Post date: 12-Aug-2014 21:06:59

If you read my last post and looked at all closely at Universal Table 2.0, you probably noticed the Ranks Table above it and did a double take. After all, the original game had only ten playable Ranks, four Shifts (including Shift Zero) and four Classes (including Beyond). My Ranks Table has twenty-eight playable ranks, five Shifts not counting Shift Zero, renames Shift Zero as Useless Rank, and has ten Classes including Beyond.

I had several reasons for adding the additional Ranks. Primarily, I had always felt cramped by merely ten Ranks. There was just not enough variety within a given range of abilities to make heroes all that different from one another. "Superhuman" was just three Ranks: Remarkable, Incredible and Amazing, and the heavy hitters only had Monstrous and Unearthly before you started bleeding into the Shifts. Even human-ranged heroes felt a little cramped in their Ranks. I wanted more room to breathe.
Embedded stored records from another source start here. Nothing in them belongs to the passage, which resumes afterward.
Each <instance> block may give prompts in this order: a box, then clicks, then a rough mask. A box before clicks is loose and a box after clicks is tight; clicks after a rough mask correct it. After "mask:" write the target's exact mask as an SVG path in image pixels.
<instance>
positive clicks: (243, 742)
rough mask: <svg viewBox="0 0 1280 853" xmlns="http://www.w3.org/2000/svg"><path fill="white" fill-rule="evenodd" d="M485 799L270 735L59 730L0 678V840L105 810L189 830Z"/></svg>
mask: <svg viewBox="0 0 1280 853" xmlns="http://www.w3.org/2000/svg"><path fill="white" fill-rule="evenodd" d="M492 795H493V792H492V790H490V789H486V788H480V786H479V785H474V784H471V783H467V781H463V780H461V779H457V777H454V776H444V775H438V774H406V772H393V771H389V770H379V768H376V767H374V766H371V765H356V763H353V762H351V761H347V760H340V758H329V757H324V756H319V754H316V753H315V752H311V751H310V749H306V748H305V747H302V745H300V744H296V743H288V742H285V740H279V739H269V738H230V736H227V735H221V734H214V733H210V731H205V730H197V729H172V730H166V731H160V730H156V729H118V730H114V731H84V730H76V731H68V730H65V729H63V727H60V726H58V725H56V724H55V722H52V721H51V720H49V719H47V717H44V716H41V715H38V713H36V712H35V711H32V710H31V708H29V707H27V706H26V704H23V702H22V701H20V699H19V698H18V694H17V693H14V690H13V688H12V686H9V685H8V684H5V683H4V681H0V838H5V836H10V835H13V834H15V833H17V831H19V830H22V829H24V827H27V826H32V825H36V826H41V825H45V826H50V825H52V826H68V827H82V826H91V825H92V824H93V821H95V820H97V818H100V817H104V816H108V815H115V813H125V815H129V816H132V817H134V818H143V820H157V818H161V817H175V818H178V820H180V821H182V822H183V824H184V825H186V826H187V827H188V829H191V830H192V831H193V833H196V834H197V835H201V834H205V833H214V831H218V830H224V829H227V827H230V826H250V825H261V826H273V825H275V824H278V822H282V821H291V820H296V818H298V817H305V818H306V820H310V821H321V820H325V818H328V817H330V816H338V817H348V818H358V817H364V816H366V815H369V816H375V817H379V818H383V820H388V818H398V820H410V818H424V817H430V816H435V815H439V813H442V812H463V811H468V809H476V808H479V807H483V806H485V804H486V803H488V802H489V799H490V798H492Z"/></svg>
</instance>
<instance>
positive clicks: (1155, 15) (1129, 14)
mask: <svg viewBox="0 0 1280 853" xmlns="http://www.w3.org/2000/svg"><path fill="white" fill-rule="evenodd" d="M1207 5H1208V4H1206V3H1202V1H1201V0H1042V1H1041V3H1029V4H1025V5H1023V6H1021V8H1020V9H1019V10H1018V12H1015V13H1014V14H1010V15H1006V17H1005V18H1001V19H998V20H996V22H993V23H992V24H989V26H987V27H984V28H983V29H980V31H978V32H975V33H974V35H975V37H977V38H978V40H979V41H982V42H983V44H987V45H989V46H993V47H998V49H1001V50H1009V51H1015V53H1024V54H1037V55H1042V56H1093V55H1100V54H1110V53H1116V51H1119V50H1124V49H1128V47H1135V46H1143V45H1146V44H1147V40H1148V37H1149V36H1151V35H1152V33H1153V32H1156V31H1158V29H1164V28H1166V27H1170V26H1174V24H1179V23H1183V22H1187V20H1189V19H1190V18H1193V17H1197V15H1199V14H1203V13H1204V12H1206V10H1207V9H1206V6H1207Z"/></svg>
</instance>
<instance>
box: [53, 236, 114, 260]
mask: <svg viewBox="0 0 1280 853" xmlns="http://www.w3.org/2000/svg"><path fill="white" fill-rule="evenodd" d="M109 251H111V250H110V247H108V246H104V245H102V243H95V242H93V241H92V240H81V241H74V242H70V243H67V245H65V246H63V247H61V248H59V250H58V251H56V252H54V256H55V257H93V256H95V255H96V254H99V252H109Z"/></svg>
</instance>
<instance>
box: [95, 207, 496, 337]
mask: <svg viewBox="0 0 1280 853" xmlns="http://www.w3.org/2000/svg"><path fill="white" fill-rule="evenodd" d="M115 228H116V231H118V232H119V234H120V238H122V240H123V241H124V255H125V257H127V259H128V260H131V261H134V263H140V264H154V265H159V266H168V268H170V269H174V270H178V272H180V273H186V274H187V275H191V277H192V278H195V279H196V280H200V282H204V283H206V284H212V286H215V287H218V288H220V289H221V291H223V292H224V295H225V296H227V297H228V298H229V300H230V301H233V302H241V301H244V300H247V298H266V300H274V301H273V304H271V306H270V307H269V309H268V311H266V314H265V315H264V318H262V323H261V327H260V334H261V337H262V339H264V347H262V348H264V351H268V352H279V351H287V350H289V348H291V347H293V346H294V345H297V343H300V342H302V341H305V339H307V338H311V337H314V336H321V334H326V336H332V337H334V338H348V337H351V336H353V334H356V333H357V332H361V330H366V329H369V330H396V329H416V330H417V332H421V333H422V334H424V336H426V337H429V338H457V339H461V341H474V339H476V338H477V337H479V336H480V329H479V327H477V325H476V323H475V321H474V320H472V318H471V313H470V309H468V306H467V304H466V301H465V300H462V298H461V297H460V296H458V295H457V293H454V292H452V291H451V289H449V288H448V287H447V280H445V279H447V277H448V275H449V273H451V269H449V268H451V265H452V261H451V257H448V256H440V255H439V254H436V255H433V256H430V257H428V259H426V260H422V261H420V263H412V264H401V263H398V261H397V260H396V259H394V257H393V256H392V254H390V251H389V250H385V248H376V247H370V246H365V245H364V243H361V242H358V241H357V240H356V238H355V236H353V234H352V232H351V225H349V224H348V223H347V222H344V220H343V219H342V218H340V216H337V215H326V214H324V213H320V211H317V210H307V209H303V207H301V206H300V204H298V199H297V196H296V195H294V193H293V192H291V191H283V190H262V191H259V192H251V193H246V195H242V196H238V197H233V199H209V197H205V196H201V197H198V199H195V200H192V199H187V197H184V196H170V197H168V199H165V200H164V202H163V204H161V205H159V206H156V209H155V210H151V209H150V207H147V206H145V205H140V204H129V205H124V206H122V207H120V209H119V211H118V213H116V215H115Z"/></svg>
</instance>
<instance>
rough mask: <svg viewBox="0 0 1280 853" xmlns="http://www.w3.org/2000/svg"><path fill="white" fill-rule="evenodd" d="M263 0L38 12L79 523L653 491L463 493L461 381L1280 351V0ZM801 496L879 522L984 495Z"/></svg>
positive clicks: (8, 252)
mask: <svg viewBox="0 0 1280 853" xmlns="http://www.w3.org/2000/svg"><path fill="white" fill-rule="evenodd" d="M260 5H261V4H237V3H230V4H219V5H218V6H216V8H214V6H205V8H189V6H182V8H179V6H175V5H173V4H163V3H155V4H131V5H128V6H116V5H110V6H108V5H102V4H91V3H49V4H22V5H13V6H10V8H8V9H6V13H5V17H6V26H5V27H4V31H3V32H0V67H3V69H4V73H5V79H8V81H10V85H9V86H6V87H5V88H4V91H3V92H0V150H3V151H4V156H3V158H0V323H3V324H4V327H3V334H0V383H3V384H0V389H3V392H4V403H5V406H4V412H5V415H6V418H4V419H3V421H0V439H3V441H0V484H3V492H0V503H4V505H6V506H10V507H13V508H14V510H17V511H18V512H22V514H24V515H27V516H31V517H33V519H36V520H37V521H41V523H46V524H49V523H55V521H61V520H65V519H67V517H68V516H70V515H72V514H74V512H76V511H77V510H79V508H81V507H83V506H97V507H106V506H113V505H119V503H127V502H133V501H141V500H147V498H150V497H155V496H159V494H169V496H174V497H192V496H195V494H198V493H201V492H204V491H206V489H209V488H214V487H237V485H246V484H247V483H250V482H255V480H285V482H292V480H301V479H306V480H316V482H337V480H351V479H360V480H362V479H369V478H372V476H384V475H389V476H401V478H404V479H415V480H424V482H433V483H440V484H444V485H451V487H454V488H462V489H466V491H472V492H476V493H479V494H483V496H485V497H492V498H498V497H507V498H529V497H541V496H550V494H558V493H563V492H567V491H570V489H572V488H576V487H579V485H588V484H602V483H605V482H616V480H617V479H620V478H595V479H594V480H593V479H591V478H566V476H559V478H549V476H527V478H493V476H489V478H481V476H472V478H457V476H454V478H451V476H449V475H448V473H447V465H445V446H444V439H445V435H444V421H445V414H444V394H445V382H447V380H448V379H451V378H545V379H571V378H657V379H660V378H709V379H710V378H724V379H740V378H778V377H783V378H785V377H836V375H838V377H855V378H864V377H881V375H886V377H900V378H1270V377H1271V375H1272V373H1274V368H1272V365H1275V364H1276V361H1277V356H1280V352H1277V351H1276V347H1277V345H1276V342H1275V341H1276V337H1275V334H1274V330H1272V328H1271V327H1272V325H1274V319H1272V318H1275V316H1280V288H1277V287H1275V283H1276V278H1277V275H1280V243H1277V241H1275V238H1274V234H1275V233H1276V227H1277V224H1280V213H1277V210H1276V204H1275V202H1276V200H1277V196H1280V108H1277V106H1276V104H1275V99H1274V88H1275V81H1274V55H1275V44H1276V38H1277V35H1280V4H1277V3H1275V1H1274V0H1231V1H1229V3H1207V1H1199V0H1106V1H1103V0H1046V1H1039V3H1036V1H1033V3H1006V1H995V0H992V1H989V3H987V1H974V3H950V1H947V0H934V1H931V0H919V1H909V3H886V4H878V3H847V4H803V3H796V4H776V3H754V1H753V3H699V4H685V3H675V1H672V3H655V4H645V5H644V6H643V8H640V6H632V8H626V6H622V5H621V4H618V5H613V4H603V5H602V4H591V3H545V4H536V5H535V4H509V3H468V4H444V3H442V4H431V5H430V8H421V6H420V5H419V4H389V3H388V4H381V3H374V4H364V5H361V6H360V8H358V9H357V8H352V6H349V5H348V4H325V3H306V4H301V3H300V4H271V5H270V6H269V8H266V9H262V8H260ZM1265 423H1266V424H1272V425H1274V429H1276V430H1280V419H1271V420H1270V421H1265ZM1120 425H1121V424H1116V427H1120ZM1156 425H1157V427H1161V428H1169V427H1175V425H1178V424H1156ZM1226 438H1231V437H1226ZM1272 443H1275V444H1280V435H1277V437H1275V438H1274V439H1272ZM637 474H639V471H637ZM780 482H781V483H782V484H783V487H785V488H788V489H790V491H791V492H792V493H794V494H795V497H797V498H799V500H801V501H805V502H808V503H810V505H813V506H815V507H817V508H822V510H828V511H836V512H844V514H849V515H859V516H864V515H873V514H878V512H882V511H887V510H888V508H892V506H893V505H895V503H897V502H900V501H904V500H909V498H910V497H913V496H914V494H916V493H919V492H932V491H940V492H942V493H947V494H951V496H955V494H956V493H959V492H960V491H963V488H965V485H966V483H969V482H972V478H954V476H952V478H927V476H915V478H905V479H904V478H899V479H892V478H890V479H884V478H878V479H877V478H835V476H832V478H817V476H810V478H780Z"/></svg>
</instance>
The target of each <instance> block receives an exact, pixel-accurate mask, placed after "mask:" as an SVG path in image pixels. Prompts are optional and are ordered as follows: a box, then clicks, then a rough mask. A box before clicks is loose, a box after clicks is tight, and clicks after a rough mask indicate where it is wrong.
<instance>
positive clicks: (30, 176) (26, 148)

Now each of the four ranges of Ranks (human, superhuman, metahuman and inhuman) each have seven Ranks, for a total of twenty-eight. This gives much more room for variety in each range.

It also expands the range of Ranks well beyond what the original game could accommodate. Many fans of the game tried to write character stats for prominent DC Comics heroes. Yet the most powerful of those heroes, such as Superman, were far and away too powerful to be represented on the Rank System in place at that time. Superman can press 800,000 tons! Even Shift Z couldn't accommodate that. Now we can comfortably place Superman's Might at Invincible (140) Rank.

Finally, adding all these Ranks allowed me to add more variety to Talents. Instead of a flat +1CS for all Talents (+2CS for very special and rare Talents), Talents can now be Graded from +1CS to +5CS, giving even more variety to your characters.

    • +1CS: Novice

    • +2CS: Pro

    • +3CS: Expert

    • +4CS: Guru

    • +5CS: Master

For me, it was all about choice and flexibility, and the ability to differentiate between characters that looked a little too much alike otherwise.